CHAPTER XVIII.
A WARNING.
"Soft; I did but dream.
O, coward conscience, how dost thou afflict me!
The lights burn blue. It is now dead midnight,
Cold fearful drops stand on my trembling flesh.
What do I fear? Myself? there's none else by."
Richard III.
Sir John Moore and General Paget, with the cavalry, covered the retreat; the former ordered several small bridges to be destroyed to check the enemy's advance; but such was the inefficiency of the engineer force, that in every instance the mines failed. The rain, the wind, and the sleet continued; more soldiers perished by the way, and more stragglers were taken or sabred by the enemy's light horse; then again demoralization and despair pervaded the ranks. So numerous did the stragglers of all corps become, that more than once they found themselves strong enough to face about and check the cavalry of Lallemand and Ribeaupierre. The Guards, Artillery, and Highlanders alone preserved their discipline.
So great was the fatigue endured by the troops, that, on the evening of the 10th, when the 3rd battalion of the Royal Scots entered Betanzos, it mustered, under the colours, nine officers, three sergeants, and three privates; "all the rest had dropped on the roads, and many did not rejoin for three days."
At this place, which is a village at the foot of a hill, where the Mandeo was crossed by a wooden bridge, on which the engineers were hard at work, they were attacked by Ribeaupierre's dragoons, who, however, were repulsed by the 23th Regiment; the bridge was destroyed, and its beams and planks hurled into the swollen stream, which swept them away to the Gulf of Ferrol.

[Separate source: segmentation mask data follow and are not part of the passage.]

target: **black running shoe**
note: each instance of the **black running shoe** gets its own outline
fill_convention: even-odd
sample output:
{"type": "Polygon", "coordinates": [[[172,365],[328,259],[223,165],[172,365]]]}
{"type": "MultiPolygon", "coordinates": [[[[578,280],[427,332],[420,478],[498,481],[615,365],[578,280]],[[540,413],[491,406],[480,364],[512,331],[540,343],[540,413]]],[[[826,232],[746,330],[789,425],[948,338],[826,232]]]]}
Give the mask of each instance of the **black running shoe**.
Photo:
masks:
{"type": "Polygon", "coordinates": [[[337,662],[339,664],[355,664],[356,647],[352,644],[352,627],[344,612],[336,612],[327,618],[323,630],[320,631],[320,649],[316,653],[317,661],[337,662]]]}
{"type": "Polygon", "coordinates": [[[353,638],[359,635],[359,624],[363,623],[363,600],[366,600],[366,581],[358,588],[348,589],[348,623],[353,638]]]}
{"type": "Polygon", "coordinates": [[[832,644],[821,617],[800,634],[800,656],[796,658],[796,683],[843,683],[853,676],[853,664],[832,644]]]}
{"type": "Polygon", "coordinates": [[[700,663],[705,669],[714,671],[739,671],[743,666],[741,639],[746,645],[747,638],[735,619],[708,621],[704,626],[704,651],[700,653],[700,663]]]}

And here a party of straggling invalids, exhausted by fatigue, were closely pressed by the French cavalry; a Sergeant Newman, of the 2nd battalion of the 43rd, who was himself nearly worn out, rallied them with his pike, and gradually collected four hundred men of all regiments. With great presence of mind, he formed those poor fellows into subdivisions, and made them fire and retire by sections, each re-forming in rear of the others, so that he most effectually covered the retreat of the disabled men who covered all that fearful road—conduct so spirited that he was publicly thanked by Generals Fraser and Fane.
The destruction of the bridge more decidedly secured the retreat; but more men perished between Betanzos and Lugo than anywhere else, since that rearward march began. Moore, by his energy, massed the army, now reduced to fourteen thousand infantry, which, on the morning of the llth January, fell back on Corunna, under his immediate and personal superintendence.
"Stanhope," said he to his favourite aide-de-camp, who was almost ever by his side, "we are now within a few miles of Corunna; ride forward with me, as I am all anxiety to see if our fleet is in the bay—Kennedy will accompany us."